Any time Amazon announces a new innovation or makes a move into a new industry, it sends ripples throughout that industry and beyond. Case in point: the purchase of Whole Foods and the announcement of one-day shipping, for starters.
The e-commerce ace made a surprisingly quiet, but profound, move in February, one that CEO Jeff Bezos has barely spoken of, at least publicly. They made a $700 million investment in electric truck startup and future Tesla competitor, Rivian, opting not to comment on it. This followed a stake they bought the prior week in Aurora, an autonomous vehicle technology startup.

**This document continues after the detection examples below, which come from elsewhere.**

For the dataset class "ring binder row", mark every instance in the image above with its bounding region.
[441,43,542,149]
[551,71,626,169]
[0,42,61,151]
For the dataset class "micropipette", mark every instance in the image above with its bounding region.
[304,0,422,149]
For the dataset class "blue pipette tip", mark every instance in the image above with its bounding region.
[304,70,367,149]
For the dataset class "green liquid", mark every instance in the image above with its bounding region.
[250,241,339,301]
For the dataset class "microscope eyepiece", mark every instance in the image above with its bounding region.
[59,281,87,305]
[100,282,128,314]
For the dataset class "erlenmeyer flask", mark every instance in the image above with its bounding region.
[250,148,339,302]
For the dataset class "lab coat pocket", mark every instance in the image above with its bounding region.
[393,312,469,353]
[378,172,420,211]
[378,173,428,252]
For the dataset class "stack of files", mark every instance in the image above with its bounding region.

CNBC obtained a recording of a March all-hands session in which Bezos offered perspective on the autonomous technology investment to his employees. Bezos expressed his fascination with the auto industry, given how Uber has changed transportation and given the rise of electric and connected cars. Said Bezos, “It’s going to be something very interesting to watch and participate in, and I’m very excited about that whole industry.”
Surprisingly during the meeting, though, Bezos tamped down expectations by saying he doesn’t see the Rivian investment as being a driver of growth. Which begs the question, then why make the investment?
Here’s why Amazon entering the auto industry is so smart.
This play isn’t about profit, at least not from the auto industry in and of itself.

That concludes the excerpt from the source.